Missing words not highlighting:

  1. Take the PDF found here
  2. Put it into the measurement tool sample linked above
  3. Observe that a lot of the text isn’t highlightable. Namely on the second page, many of the coordinate texts aren’t highlightable.

Would this be some structure missing from the PDF data?

With these issues, I am mostly looking for some kinda of direction on whether this issue stems from the PDF data, Webviewer, or just the underlying PDF viewer in general. If you have any direction or input, that would be great, thank you!

Please provide a link to a minimal sample where the issue is reproducible:

1 Like

Hello, I’m AiRon, an automated tech support bot :robot:
While you wait for one of our customer support representatives, I can help you with your question.

From your description, it seems like there might be a few factors influencing the behavior you’re observing with vertical text annotations in WebViewer. The issues with text misalignment and missing highlights often relate to how the PDF content is structured and how the WebViewer interprets it.

Some things you can try:


  • Check the PDF text structure: Ensure that the PDF text is properly recognized as text objects. Sometimes, text that appears visually aligned might not be structured correctly in the PDF.

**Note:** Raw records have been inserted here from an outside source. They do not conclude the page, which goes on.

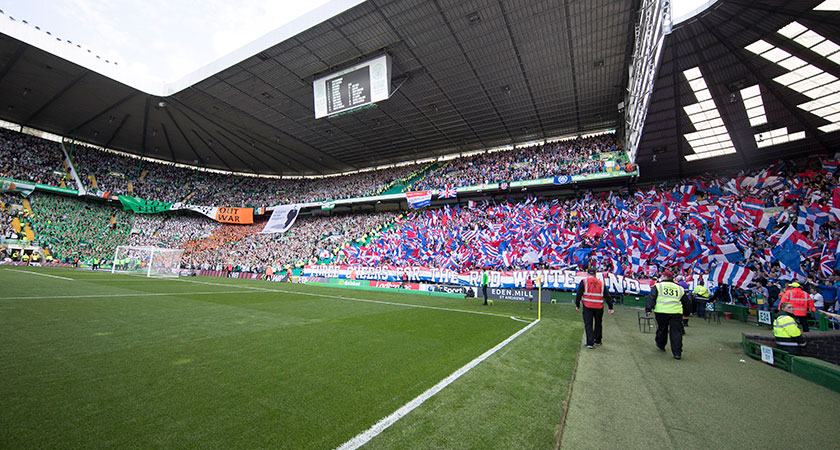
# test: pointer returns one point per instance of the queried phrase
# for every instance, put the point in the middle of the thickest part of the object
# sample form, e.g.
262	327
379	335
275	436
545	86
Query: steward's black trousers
592	318
669	325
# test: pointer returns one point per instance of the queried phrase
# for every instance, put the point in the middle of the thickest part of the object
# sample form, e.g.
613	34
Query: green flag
142	206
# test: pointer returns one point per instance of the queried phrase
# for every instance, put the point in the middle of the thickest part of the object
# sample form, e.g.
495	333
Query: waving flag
418	199
827	260
796	238
788	255
447	192
732	274
727	253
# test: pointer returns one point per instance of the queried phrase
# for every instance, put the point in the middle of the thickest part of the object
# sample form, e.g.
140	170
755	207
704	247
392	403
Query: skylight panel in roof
759	47
792	30
791	63
776	137
808	39
692	73
822	87
754	105
826	48
711	138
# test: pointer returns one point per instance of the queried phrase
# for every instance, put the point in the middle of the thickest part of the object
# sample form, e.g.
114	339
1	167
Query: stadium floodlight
150	261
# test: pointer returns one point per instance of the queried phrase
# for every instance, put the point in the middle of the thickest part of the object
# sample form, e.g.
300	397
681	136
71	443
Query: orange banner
229	214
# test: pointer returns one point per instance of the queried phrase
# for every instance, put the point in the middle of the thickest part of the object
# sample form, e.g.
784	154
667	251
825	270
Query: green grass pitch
117	361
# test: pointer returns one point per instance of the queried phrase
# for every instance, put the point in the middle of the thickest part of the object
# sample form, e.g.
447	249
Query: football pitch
101	360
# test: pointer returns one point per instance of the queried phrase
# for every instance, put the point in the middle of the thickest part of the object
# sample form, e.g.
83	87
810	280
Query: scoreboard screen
356	86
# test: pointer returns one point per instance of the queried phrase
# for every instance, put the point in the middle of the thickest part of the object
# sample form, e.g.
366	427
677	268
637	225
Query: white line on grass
41	274
520	320
56	297
340	297
364	437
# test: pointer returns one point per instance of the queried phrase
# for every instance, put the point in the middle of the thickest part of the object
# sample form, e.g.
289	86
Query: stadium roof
758	101
471	75
476	75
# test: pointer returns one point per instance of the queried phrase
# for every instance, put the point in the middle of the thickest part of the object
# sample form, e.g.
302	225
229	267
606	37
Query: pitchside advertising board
519	295
359	85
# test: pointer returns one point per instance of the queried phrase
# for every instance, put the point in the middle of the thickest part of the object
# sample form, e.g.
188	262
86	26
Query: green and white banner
24	189
143	206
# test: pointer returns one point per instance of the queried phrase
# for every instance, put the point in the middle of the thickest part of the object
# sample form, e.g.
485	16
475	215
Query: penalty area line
341	297
41	274
144	294
365	436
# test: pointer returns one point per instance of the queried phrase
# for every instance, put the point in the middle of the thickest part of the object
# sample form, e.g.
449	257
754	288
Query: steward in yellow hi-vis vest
701	298
593	293
670	304
788	336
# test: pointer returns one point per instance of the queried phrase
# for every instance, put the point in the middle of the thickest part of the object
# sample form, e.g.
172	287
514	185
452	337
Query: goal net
149	261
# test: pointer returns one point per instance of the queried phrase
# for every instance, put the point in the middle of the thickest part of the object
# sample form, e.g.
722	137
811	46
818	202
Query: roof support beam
184	135
168	142
807	15
522	68
766	82
572	65
54	98
105	111
116	131
13	60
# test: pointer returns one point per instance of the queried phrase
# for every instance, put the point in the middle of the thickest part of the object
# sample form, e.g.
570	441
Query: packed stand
166	182
694	227
73	228
573	157
310	239
28	158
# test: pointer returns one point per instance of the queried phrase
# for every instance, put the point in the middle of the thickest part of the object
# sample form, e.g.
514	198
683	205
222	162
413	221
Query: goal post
148	261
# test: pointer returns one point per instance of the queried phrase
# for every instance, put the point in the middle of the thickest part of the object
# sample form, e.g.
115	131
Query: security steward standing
701	298
593	293
788	336
670	304
801	303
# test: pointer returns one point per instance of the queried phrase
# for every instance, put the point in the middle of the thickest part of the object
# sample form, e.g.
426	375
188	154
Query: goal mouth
147	260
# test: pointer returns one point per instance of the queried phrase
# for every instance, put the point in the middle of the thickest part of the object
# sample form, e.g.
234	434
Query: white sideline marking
364	437
41	274
119	295
381	302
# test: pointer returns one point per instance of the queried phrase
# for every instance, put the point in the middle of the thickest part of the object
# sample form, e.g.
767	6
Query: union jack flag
447	192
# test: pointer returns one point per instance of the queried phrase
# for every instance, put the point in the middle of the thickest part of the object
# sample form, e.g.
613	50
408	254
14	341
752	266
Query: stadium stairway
400	186
627	394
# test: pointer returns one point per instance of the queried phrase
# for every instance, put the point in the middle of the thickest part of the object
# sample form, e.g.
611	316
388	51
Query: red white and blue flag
447	192
418	199
732	274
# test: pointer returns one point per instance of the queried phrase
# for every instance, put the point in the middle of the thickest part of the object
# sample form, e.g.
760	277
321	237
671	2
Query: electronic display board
356	86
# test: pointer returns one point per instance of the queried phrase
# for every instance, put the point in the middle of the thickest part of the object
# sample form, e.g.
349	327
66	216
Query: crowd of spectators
152	180
573	157
312	238
76	228
29	158
690	226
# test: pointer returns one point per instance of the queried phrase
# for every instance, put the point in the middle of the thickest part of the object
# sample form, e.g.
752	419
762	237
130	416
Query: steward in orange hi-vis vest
801	302
591	291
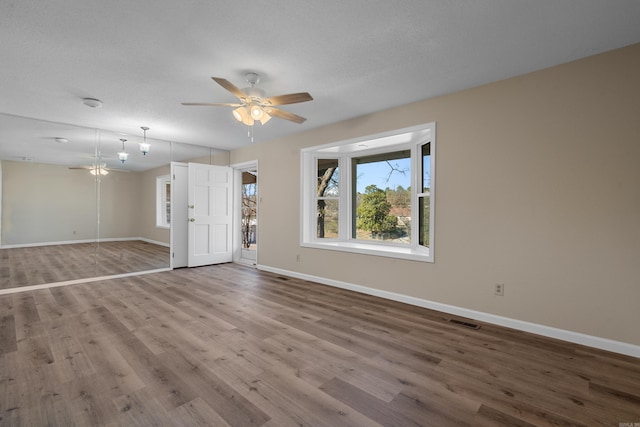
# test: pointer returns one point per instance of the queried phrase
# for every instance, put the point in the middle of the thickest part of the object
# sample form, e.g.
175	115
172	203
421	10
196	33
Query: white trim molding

  • Use OCR: If the text is not recognized, consider applying OCR (Optical Character Recognition) to convert the text into a searchable and highlightable format.

  • Adjust the annotation alignment: Customize the rendering of annotations by adjusting properties like vertical alignment or rotation to better fit the text orientation.

  • Debug with WebViewer APIs: Use WebViewer’s APIs to programmatically inspect the text content and annotations to understand how they are being interpreted.




Here are some resources that might help you:

  • FreeText Annotation Documentation - Learn about the different properties and alignment options available for text annotations.

  • OCR Guide - Understand how to apply OCR to PDFs to improve text recognition and highlight capabilities.

  • Annotation Guide - Explore how annotations work in WebViewer and how you can customize them.

  • Text Extraction - Learn how to extract and interact with text programmatically.




Hopefully, this helps you solve your problem while you wait for a human to get back to you.

1 Like

Hello nealet,

Thank you for reaching out, it looks like the document you provided has incorrect text quads, thus the selection would be incorrect. Adobe has similar text selection behaviour.

I suggest running this document through OCR to try to get more accurate text quads.

Best regards,
Tyler

1 Like